El circuito mundial: una dominación histórica
Más allá del oro olímpico, el palmarés de Portia Woodman en el circuito mundial de rugby a 7 femenino es extraordinario. Es la máxima anotadora de la historia del HSBC World Rugby Women’s Sevens Series, con más de 300 tries acumulados en una carrera que se extiende desde aproximadamente 2013.
Esa cantidad de tries a lo largo de más de una década en el circuito refleja no solo el talento sino la longevidad y la consistencia que caracterizan a los grandes. Woodman ha seguido siendo una de las mejores jugadoras del circuito año tras año, adaptándose a los cambios tácticos del juego, a la mejora del nivel general del sevens femenino y a las exigencias físicas de una carrera de alto rendimiento.

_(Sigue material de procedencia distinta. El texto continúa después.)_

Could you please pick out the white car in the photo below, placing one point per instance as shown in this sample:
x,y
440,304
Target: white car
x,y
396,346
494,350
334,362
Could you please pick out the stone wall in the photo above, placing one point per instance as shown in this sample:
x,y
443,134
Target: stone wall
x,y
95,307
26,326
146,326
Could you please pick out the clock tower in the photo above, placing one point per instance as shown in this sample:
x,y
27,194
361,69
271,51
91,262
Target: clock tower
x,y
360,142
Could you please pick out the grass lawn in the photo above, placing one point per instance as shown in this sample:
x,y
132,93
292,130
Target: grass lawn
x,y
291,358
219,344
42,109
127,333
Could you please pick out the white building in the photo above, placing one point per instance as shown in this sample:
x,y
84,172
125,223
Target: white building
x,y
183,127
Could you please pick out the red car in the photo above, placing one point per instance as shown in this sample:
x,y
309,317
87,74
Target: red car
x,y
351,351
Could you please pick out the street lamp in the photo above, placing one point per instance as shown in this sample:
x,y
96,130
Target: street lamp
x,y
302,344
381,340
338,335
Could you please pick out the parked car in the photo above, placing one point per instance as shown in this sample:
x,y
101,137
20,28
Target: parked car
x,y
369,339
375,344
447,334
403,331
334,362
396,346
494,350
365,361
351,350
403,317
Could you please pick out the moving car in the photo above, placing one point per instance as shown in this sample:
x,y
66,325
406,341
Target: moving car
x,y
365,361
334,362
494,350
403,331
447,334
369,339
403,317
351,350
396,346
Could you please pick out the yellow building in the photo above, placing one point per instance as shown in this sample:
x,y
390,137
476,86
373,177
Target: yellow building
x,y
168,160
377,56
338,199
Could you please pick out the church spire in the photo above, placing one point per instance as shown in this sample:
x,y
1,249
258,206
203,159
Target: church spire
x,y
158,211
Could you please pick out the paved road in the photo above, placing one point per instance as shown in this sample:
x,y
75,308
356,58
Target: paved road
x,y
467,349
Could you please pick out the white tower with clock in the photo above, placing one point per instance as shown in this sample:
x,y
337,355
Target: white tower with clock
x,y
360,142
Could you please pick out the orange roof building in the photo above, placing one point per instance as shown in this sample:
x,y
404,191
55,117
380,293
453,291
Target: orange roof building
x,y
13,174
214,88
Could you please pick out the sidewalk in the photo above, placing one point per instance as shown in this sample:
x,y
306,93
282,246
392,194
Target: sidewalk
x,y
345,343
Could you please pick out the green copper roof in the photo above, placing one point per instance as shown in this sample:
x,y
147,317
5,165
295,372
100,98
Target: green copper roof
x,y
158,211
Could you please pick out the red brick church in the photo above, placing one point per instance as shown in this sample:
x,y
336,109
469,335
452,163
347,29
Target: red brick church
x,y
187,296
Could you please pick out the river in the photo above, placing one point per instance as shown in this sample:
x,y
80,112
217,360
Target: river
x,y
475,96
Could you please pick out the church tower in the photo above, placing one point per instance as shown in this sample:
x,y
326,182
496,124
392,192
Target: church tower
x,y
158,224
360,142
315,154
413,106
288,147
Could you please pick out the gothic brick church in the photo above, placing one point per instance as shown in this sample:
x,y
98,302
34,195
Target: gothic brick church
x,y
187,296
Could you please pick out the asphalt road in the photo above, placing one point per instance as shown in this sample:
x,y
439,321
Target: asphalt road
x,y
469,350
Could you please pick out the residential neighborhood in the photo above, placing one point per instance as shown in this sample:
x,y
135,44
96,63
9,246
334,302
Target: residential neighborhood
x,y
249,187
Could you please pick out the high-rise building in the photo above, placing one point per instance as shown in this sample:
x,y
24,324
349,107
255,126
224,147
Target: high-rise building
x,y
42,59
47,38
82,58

Las Black Ferns: entre el 7 y el 15
Una de las particularidades de la carrera de Portia Woodman es que ha competido al más alto nivel en ambas modalidades del rugby femenino. Las Black Ferns —el equipo de rugby a 15— es el programa más exitoso del rugby femenino mundial, con múltiples títulos de Copa del Mundo, y Woodman ha sido parte de ese equipo además de las Black Ferns Sevens.
Esta doble participación en las dos modalidades del rugby femenino de élite habla de una versatilidad y una capacidad física excepcionales. Las exigencias del rugby a 15 y del rugby a 7 son diferentes, y muy pocas jugadoras en el mundo pueden mantenerse al máximo nivel en ambas modalidades de forma simultánea. Woodman es una de ellas.
Su legado en el rugby a 7 femenino está ya asegurado como la mejor jugadora de su generación y posiblemente de la historia de la modalidad. Lo que venga en el resto de su carrera añadirá capítulos a una historia que ya es extraordinaria.